Lógica narrativa
Las buenas novelas hacen plausible todo lo que sucede dentro de su territorio de ficción, incluso si en el mundo real resulta inverosímil. Cuando Remedios la Bella desaparece volando con una sábana, el lector de Cien años de soledad no tiene dificultad para creerlo, porque en Macondo esas cosas son normales. Sin embargo, el Londres realista de Dickens no admite escenas así.

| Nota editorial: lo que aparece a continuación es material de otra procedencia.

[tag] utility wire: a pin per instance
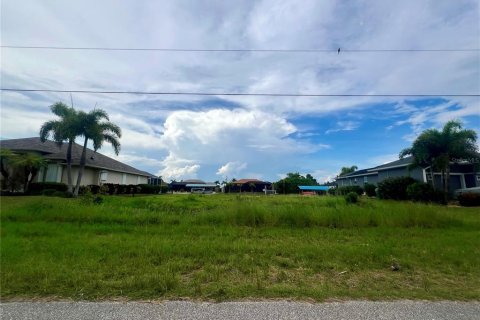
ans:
(236, 50)
(237, 94)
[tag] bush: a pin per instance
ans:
(370, 189)
(351, 197)
(149, 189)
(61, 194)
(469, 199)
(420, 191)
(39, 187)
(347, 189)
(48, 192)
(395, 188)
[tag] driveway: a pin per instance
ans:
(403, 310)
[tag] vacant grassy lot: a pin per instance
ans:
(232, 247)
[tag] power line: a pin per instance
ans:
(236, 94)
(235, 50)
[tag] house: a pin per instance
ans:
(464, 174)
(192, 185)
(250, 185)
(99, 168)
(313, 190)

Esto se debe a que el engarce de las palabras da lugar a un automatismo de significados que se llama "lógica narrativa".
Hace ya tres décadas, tras la dictadura, hubo que adaptar este país a la realidad europea de la que las circunstancias históricas lo habían alejado. Entonces, los partidos que tradicionalmente luchan entre sí por la obtención del poder redactaron en comandita una nueva Carta Magna para España, así como Estatutos para las diferentes comunidades autónomas. La izquierda y la derecha tienen opiniones contrarias en casi todo y, como aquellos sesudos varones pertenecían a ambas tendencias, prefiero no imaginar el tira y afloja que tuvo lugar en sus reuniones antes de que se pusiesen de acuerdo sobre el texto definitivo. Las hemerotecas indican que hubo consenso y, un día, nuestros padres constitucionales parieron Constitución y Estatutos. Aquellas páginas tan áridas, que casi nadie ha leído, poseen también una lógica narrativa en la que las palabras significan lo que dicen, no lo que algún insensato pensó que querían decir. Lo malo es que las novelas pueden gustar o no gustar, pero las leyes están para acatarlas.

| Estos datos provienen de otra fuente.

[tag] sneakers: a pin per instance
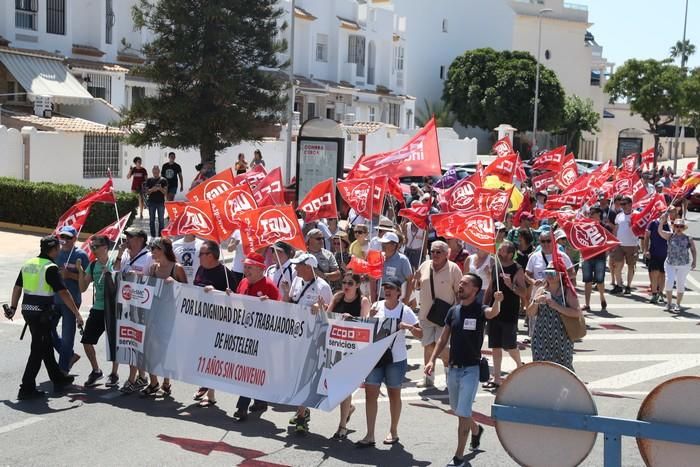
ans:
(23, 395)
(476, 439)
(112, 381)
(128, 388)
(93, 378)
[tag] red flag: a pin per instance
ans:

Veamos dos ejemplos: en lo relativo a la Constitución, los antiguos izquierdistas olvidaron sus exigencias laicas y aceptaron el contrasentido de que en el artículo 16, párrafo 3º, el Estado español se declarase "aconfesional" -es decir, neutro- pero al mismo tiempo dispuesto a "cooperar" con la Iglesia católica. Fue una derrota en toda regla, pues ambas cosas no se compaginan. El resultado de aquella tibieza frente al poder secular de las sotanas es que los españoles laicistas han financiado desde entonces a una gente cuya ideología no les merece respeto alguno y que no duda en torpedear con dinero público los proyectos democráticos, como hacen los obispos en la actualidad con el matrimonio homosexual o la enseñanza optativa de la religión en las escuelas.
El segundo caso de flaqueza verbal sucedió en esta comunidad autónoma cuando los socialistas de Joan Lerma estaban en el poder. Con tal de acallar la murga callejera de los trogloditas locales, que odian a Cataluña, aceptaron la insensatez de plasmar en el Estatuto que la lengua de aquí es el valenciano, no su denominación académica universal, el catalán. Fue algo tan absurdo como si los irlandeses afirmasen que hablan el irlandés o los parisinos el parisién. Acto seguido, el sector más inculto de valencianismo inició un cisma lingüístico que aún colea. La prueba es el divertidísimo chiste de esas dos traducciones "idénticas" de la futura Constitución europea que Zapatero presentó el otro día en Bruselas, una en valenciano y otra en catalán. Mal que le pese al socialista Maragall, lo escrito, escrito está y tiene su lógica narrativa. ¿Quién les mandó regalarle armas al adversario, si saben que siempre las utiliza?